Корреспонденция с Милюковыми — иная; она настоящая, вполне венециановская. Она обширна, длительна и естественна. В ней есть ненавязанность поводов и откровенность суждений. Она цельна; от первого до последнего письма в ней проходит один тон, несмотря на то, что она охватывает больше двух десятилетий, почти полные четверть века. Но таков уж Венецианов: в 1820-х годах он говорит то же и так же, как в 1840-х, и его сорокалетние мысли и чувства тождественны с тем, что думал и ощущал он на седьмом десятке. Таким он был и в своем искусстве. В его картинах мало заметно проявляется развитие однажды установленных приемов и схем; оно малоподвижно, внутренне консервативно; оно эволюционирует только под большим давлением, неохотно отступая от определившихся форм и сохраняя по возможности все, что можно сохранить. Но все же живопись Венецианова податливее и гибче его личности. У этой не было причин и поводов сколько-нибудь явно менять себя. Сопротивление влияниям со стороны в ней было устойчивее. Это придало ровность и переписке с Милюковыми. Только в самом конце ее голос художника становится меланхоличнее, иногда грустнее, да и то лишь чуть-чуть; даже смерть жены, нашествие болезней оттеняются больше формально, чем внутренне, — извещением, пометкой, сопровождающейся все той же вуалирующей, смешливой прибауткой. Можно было бы подумать, что это остаток молодости и что дряхлеющий Венецианов тут щеголяет замашками давних лет. Однако это не так, скорее наоборот — ранние письма кажутся нам окрашенными специфической воркотней преждевременного старчества, и в их суетне нам слышится дребезжание венециановского заката.

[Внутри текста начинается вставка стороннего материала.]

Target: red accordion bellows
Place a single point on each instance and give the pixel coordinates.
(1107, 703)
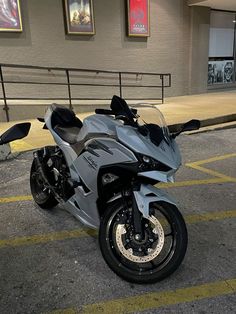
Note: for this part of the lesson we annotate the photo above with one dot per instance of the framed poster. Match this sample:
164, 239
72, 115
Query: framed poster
220, 72
138, 18
79, 17
10, 16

Этого нельзя приписать условностям эпистолярного стиля. Случается, что цельность долголетней переписки проистекает от того, что она объединена искусственностью, свойственной каждому письменному языку. Она обусловливается уже непривычкой писать, заставляющей употреблять готовые штампы словооборотов. Она усугубляется еще тем, что считается общественно приличным в эпистолярных взаимоотношениях — словесным подбором, синтаксическими оттенками, риторикой, окрашивающей отношения людей друг к другу. Это позволяет отличать одно поколение от другого много прежде, нежели суть писем, изложенные в них факты и идеи, как покрой костюмов и фасон прически, дают нам хронологические определения раньше всех других примет.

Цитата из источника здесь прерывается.